2. Relaxation tools. You might have heard this, and even be annoyed by it, but the truth is that relaxation helps. Breathing slow and deep is important to help you ride out the feelings, it won’t take them away instantly. Muscle relaxations, mindfulness, and other strategies are helpful to have in your tool box to decrease your physical symptoms as well.
3. Focus on what’s in front of you, not what’s in your head. Often social anxiety can be a product of worrying about how others see you, thinking that they are judging you. To offset this, focus on what is happening in the here and now to gather actual facts about the situation, as often our thoughts are guesses and not always based on what is happening. We might think someone is laughing at us, but are in fact laughing at a joke that you missed because you were focused on your internal thoughts and didn’t hear it.
4. Accepting the anxiety. Heart racing, breathing fast, fidgeting- these can be results of both anxiety and excitement. Often how we interpret the physical can change our understanding of the emotion. Trying to understand that anxiety and fear is normal can often decrease its strength. In situations where we feel threatened, that are new, it is normal to have a physical bodily reaction towards it and some positive and negative thoughts. Allowing these thoughts to come into your mind, thanking your mind by saying “thank you for the survival thoughts” and then focusing on what’s in front of you can help you accept the feelings and let them go.
5. Learning to be okay with the unknown. This comes with practice, and is often hard for people because we like to know and control situations. The more you can accept that there are many things out of your control, and focus in on what you do have control over, the more you will become okay with sitting in ambiguity.

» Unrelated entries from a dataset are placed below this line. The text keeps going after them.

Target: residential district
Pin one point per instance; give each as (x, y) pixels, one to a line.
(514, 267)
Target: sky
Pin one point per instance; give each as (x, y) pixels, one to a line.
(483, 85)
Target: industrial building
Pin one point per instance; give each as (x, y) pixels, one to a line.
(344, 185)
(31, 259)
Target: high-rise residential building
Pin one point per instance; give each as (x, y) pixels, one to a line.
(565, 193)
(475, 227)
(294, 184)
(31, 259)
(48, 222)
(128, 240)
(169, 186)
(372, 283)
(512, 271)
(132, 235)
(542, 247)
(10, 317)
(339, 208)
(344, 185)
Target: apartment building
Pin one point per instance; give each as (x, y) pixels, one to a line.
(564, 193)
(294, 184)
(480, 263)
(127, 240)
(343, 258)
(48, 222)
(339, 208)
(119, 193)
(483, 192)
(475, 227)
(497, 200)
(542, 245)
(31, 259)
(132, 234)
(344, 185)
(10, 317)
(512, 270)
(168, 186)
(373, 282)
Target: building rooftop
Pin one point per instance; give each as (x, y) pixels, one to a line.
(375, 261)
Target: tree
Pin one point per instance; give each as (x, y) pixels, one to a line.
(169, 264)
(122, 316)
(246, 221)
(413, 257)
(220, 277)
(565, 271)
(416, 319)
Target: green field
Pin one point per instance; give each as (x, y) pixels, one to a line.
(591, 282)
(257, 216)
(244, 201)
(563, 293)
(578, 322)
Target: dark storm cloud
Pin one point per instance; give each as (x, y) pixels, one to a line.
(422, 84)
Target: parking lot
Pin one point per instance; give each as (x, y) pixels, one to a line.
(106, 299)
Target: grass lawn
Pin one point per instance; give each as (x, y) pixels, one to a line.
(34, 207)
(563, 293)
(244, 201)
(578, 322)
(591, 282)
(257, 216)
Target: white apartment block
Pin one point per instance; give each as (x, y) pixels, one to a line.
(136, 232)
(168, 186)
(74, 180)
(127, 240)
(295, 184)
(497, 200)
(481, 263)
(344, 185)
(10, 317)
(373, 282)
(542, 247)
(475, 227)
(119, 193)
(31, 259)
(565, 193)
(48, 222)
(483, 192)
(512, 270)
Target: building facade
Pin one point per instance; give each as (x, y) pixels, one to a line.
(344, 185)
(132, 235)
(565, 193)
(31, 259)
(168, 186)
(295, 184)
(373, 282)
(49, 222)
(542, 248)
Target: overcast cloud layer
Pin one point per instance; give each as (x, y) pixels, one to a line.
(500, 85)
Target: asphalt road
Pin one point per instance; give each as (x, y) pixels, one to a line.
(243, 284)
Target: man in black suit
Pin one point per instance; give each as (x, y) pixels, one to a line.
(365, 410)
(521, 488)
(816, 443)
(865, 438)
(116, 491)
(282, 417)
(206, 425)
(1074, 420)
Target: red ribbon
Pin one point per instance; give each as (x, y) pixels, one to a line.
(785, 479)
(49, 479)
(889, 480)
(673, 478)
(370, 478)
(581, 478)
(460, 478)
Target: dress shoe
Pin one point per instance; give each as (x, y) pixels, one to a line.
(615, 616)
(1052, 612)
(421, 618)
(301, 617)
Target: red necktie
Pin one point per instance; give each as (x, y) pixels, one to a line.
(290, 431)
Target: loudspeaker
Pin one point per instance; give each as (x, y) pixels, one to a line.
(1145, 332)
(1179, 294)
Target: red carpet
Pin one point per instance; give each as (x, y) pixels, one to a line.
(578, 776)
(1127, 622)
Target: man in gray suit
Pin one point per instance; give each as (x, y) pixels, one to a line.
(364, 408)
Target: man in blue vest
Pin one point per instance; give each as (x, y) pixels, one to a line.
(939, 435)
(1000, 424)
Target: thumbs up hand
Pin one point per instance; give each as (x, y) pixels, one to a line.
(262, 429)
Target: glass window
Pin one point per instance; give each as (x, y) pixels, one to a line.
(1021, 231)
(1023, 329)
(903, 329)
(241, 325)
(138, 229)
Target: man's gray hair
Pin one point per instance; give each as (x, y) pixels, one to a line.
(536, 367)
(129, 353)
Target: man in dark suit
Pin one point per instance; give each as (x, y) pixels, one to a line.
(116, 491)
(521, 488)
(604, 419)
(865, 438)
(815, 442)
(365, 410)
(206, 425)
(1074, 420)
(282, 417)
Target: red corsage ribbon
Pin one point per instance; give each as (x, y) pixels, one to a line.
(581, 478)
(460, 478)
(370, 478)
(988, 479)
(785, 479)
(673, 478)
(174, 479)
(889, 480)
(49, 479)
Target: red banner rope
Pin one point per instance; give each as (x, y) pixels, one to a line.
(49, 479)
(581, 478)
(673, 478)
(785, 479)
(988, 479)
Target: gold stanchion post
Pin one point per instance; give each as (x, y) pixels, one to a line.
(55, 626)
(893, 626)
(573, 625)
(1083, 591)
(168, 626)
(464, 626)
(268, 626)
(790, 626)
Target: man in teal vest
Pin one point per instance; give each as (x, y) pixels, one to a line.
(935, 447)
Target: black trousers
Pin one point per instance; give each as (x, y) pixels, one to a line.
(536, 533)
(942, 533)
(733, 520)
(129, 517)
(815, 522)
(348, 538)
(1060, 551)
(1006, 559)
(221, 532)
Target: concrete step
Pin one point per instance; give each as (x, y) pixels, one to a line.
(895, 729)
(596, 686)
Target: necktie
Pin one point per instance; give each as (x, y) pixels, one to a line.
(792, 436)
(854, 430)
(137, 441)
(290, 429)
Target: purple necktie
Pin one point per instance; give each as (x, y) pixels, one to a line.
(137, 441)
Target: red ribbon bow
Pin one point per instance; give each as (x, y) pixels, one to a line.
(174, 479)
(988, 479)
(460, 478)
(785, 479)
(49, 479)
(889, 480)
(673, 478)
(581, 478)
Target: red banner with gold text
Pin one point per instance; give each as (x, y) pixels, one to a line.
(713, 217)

6. Face your fears and build up positive experiences. Often we avoid situations because of the thought that it is going to be bad, because we have had one or two bad experiences. So you need to build up a repertoire of good ones. If you have 10 social situations, you are going to have some good and some bad, but when 8 are good then your belief in your social abilities will also raise. You can only get this through practice, if you avoid 8 social situations, you won’t have 8 options for good ones. Make sure you build up slowly. Don’t start with your worst feared social situation, practice with ones that are more comfortable and less anxiety provoking. Once you feel you have mastered these social situations, start going up to more anxiety producing situations, practice, master, and keep going. Most of all, be patient with yourself. SAD takes time to cope with, but with practice, learning to be in the present, mindful, and working to accept the feelings and change the thoughts, SAD can change.